I fully agree it is a side issue unrelated to the question put to the council by the board, but it is one I have been curious about for a while, so thank you for indulging me.


It may be the lawyer in me, butthe first thing I look for in a policy is how can this be abused? What holes need potential plugging?

Note that the use or registration does need to be infringing on the third party trademark. By the use of the spec, you give a TLD operator applying for a qualifying string the ability to reserve and allocate an unlimited number of names, completely circumventing the Sunrise requirements, depriving Trademark Owners from their ability to have the first shot at these names.

Theorethically, say you have a Mr.
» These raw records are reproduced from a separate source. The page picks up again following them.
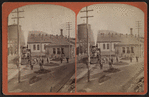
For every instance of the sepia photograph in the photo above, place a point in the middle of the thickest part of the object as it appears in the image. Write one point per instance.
(74, 48)
(110, 49)
(41, 49)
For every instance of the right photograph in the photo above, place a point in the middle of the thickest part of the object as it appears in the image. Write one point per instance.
(110, 49)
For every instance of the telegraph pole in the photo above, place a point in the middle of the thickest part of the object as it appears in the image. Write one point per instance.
(88, 46)
(138, 27)
(68, 28)
(18, 42)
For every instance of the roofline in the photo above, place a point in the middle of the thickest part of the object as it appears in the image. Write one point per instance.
(38, 42)
(108, 41)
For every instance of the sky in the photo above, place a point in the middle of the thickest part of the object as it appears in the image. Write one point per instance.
(46, 18)
(115, 17)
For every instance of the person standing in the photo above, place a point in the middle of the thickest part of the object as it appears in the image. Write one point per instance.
(130, 59)
(116, 59)
(136, 58)
(111, 61)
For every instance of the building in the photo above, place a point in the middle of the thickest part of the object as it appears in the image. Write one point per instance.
(82, 38)
(12, 39)
(43, 44)
(114, 44)
(106, 41)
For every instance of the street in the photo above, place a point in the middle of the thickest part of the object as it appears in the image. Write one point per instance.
(103, 81)
(51, 81)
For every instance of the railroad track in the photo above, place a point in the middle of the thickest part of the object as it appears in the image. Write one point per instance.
(59, 86)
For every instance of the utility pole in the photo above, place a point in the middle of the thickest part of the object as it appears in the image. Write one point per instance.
(110, 45)
(88, 46)
(68, 28)
(18, 40)
(138, 27)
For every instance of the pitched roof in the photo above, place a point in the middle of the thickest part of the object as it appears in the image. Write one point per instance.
(107, 35)
(36, 36)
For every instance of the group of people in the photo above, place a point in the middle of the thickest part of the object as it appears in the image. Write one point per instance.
(136, 59)
(100, 61)
(62, 57)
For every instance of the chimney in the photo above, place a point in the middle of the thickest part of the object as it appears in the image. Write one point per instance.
(61, 32)
(131, 31)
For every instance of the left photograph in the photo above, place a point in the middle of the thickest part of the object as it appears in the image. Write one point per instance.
(41, 49)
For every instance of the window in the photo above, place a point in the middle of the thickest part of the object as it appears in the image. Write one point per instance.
(128, 51)
(107, 46)
(132, 50)
(38, 47)
(103, 46)
(123, 49)
(54, 51)
(58, 51)
(34, 47)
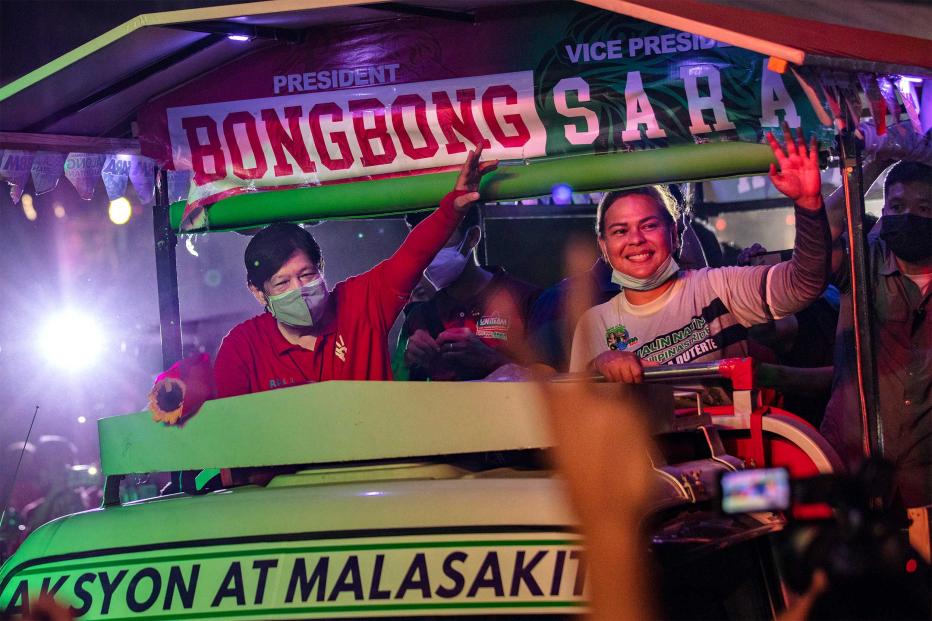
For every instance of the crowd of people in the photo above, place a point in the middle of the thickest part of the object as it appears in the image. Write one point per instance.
(653, 300)
(657, 294)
Joe Apple working at [BRANDNAME] who gets an employee domain for the catchy business email address joe@apple.[BRANDNAME]. Then the registry opts for an open model, does the sunrise for whatever it did not want, with Apple, Inc having no chance to get the domain name even though they would have had that chance in a "regular" sunrise.
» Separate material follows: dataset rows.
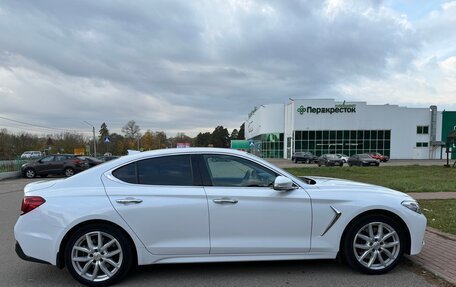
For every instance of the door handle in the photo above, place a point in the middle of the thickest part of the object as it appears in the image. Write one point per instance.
(129, 200)
(225, 200)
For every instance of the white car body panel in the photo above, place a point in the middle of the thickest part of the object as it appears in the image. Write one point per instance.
(197, 230)
(262, 221)
(169, 220)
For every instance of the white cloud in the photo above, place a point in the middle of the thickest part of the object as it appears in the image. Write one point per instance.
(190, 66)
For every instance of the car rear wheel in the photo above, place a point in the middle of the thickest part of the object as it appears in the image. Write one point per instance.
(68, 172)
(98, 255)
(30, 173)
(374, 244)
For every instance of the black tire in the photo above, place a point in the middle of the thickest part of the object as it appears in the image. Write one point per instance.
(68, 172)
(30, 173)
(380, 247)
(125, 258)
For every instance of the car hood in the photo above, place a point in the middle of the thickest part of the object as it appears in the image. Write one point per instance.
(337, 184)
(38, 185)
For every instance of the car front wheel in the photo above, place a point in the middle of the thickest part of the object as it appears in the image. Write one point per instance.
(98, 255)
(374, 244)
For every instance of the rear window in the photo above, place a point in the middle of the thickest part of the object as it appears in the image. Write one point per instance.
(168, 170)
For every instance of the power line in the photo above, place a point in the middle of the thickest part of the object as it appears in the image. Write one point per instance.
(35, 125)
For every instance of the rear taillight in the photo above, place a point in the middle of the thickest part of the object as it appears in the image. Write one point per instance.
(29, 203)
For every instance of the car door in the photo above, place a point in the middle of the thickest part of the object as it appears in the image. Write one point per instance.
(247, 215)
(162, 200)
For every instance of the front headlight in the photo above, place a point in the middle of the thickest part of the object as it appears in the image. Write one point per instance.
(412, 205)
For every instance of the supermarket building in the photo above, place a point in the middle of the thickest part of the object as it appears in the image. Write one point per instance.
(327, 126)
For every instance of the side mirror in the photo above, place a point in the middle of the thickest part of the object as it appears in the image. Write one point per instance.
(282, 183)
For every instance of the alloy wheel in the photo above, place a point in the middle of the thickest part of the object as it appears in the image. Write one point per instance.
(96, 256)
(376, 245)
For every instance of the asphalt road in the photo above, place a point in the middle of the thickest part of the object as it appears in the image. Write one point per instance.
(15, 272)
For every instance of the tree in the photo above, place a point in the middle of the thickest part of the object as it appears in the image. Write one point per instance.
(147, 140)
(180, 138)
(234, 134)
(241, 134)
(161, 141)
(104, 132)
(132, 134)
(220, 137)
(203, 139)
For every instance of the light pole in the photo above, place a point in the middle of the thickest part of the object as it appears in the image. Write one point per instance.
(94, 141)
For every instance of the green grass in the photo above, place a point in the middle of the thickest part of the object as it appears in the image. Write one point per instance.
(403, 178)
(441, 214)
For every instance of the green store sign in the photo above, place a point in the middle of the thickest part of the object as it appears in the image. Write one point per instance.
(338, 109)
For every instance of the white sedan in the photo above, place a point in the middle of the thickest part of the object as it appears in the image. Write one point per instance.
(210, 205)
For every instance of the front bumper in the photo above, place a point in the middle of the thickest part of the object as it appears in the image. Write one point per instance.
(23, 256)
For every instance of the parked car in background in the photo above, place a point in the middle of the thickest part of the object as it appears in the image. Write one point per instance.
(91, 161)
(106, 158)
(66, 164)
(330, 160)
(31, 154)
(363, 160)
(210, 205)
(343, 157)
(379, 156)
(306, 157)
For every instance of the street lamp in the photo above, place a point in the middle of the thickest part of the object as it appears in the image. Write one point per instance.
(94, 141)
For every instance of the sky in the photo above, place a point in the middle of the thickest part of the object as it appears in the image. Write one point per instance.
(189, 66)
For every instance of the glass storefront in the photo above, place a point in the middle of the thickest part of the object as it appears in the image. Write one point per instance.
(269, 145)
(347, 142)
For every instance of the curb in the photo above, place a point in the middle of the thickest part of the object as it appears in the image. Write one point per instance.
(8, 175)
(442, 234)
(431, 270)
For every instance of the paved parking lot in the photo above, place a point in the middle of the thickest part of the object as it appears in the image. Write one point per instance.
(15, 272)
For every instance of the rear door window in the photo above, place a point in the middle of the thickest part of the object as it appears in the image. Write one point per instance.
(167, 170)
Excluding dotBrands from Sunrise and then also allowing them to open up and keep what they already registered looks like a perfect chance for someone to abuse the system, if they wanted.
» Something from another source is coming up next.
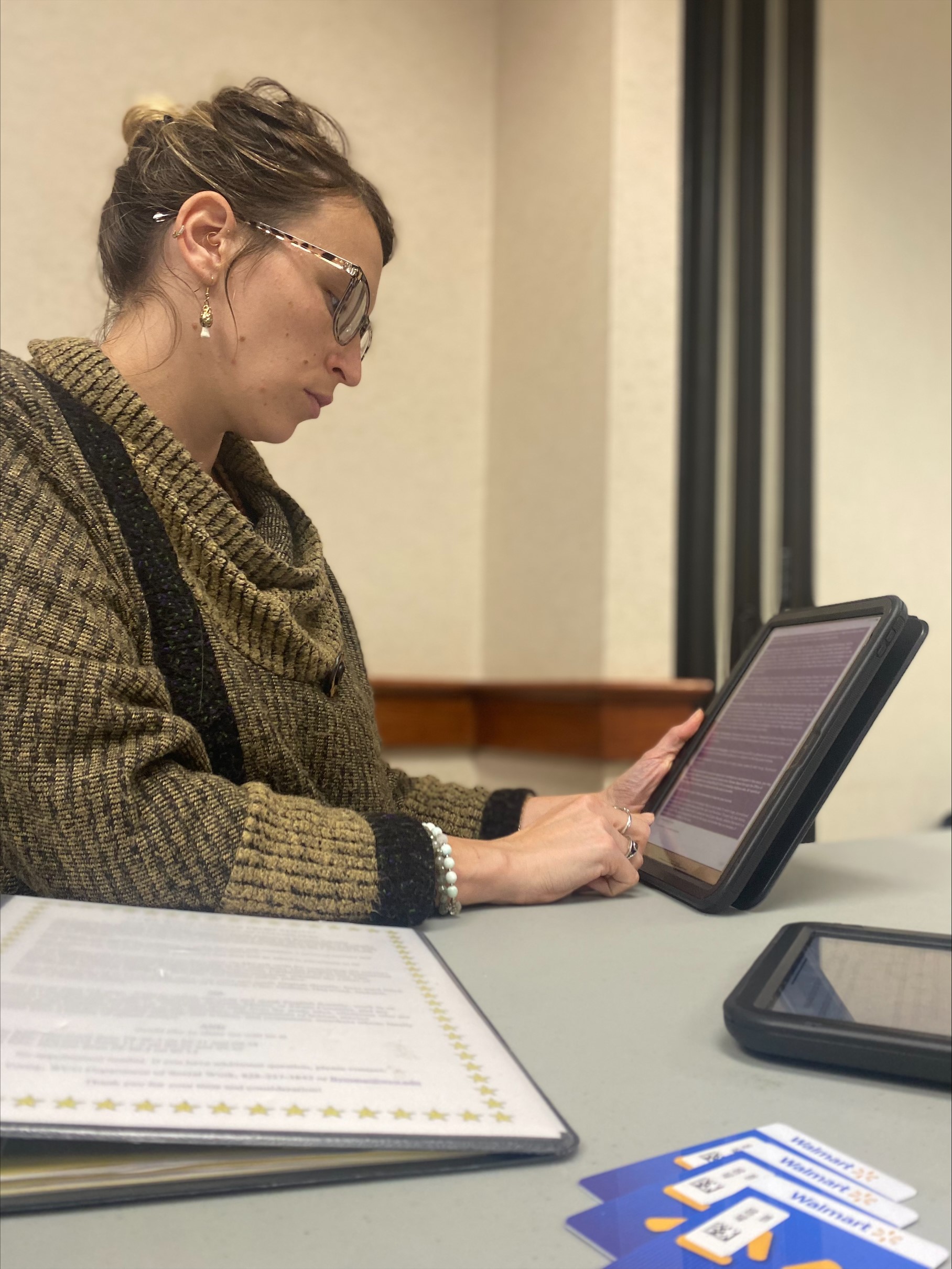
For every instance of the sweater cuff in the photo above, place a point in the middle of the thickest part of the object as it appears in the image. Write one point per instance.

And then of course, one might ask the question why geographic TLD operators may only allocate up to 100 domain names to the local government in a pre-sunrise reservation program. Different measures?

Volker


Am 15.04.2014 17:37, schrieb BRG:
John, Volker,
since you prompted me to contribute to this debate I shall do so in a personal capacity.
Martin is on leave this week.
(Note I do not have posting rights to Council)
I believe two issues are relevant.
Firstly, do be aware that you are discussing a separate question to the one asked by the Board NGPC. Secondly, the debate seems to me to be somewhat rarefied and seems set in the context of traditional TLDs not .brands.What may be of interest to consider is the likelihood of this activity, not the theoretical possibility. Whereas brand.com or brand.bike may be of interest, brand1.brand2 or brand2.brand1 raise issues of user confusion and trade mark infringement. Incentives are different. Further, remedies such as UDRP or even the registry-level PDDRP will be there to tackle issues of infringement.